I think I will have to Leaven. No choice really.
He'd been with exW 18 years & says he just stopped fancying her. Didn't stop him marrying her & conceiving a child whilst having an affair. Eventually left exW for the OW when his daughter was 6 months old.
Yes I know.....once a bastard, always a bastard, eh?

Twinklestein Thu 03-Oct-13 21:08:28

Everyone gets stressed about work sometimes, but most adults don't sulk about it & take it out on their partner.

FlappyBrain Thu 03-Oct-13 21:35:20

I could handle the occasional sulk.
This feels way beyond that though. I am swinging wildly between thinking I'm being a drama queen & thinking I may never hear from him again.

Diagonally Thu 03-Oct-13 21:43:36

You can't move in with someone who you have doubts about (with good reason, it seems) just because you have nowhere else to live.

I would get on to CAB / local housing tomorrow and see what your options are.

Twinklestein Thu 03-Oct-13 21:46:10

Sure, it sounds like he's having second thoughts. I think he might be behaving intentionally badly so you dump him.

Either he has met someone else as others have suggested, or he suddenly likes being footloose & fancy free.

Better to find out now than once you've moved in with him.

wordyBird Thu 03-Oct-13 21:47:13

Disliking someone's aggressive, dismissive behaviour is not being a drama queen. Being in constant contact and then left with no response, and no real explanation, is also unsettling.

You have a large life change ahead. So this is a good time to look your concerns full in the face.

Madeleine10 Thu 03-Oct-13 21:56:01

This really isn't on, Flappy. You say the comunication has been getting less and less in the last two weeks? Have you talked to him when he has come home about this?

Could he be getting wobbly about the reality (and permanence) of you two buying a place together, your house nearly sold etc? All the plans you made becoming real, not just future dreams?

A bad communicator and a sulker is likely to withdraw, rather than open up and discuss things, to them it's the only option. Emotionally completely immature. It sounds like he simply runs away from problems or hard times, eternally hoping someone/something else will be the ticket to the perfect life they constantly seek.

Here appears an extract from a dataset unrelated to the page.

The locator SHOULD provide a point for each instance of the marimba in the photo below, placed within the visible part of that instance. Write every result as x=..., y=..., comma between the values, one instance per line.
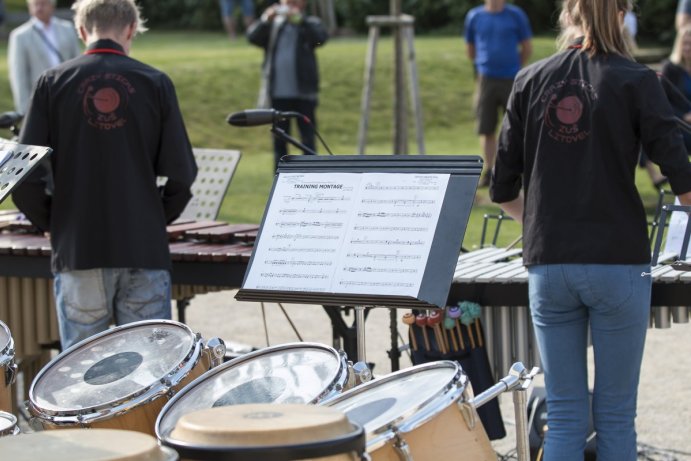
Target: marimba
x=496, y=279
x=207, y=256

Wife not "fanciable" enough - easy, find someone fanciable, and when she has a young baby with all the tiredness and attention that involves, dump her and move on. Very, very worrying in a grown man.

So sorry this is happening, the uncertainty and confusion are the worst bits - the truth might be horrible but at least you'd know it. You do have a warning though - both through what is going on between you now, and via his past history - of how this man deals with difficulties in his life. You are in for a bumpy ride in future if he doesn't change.

I hope you can get some sense out of him when you see him at least.

KellyHopter Thu 03-Oct-13 22:00:56

When you say 'we are borrowing' from his mum for a deposit, do you mean that you have taken a joint tenancy? Or that it's in his name and the plan is that you move in with him?

The way I'd look at it is this - you feel you're in an impossible situation right now re housing, but if you move in with him and it all goes pear shaped then you'll be in the same situation. The only difference is (as is all too common a theme on here) you'll have the option of clinging onto a toxic relationship by your fingernails because the thought of leaving with nothing is too daunting.

You have options right now that don't include or rely on him. They may not be great options and they may be scary but you and your children will not be left without a roof over your heads. Cut him out of the equation and get some advice about your current situation from Shelter (they're fantastic).

KellyHopter Thu 03-Oct-13 22:02:12

And also are your children school aged? What do they think about being moved away?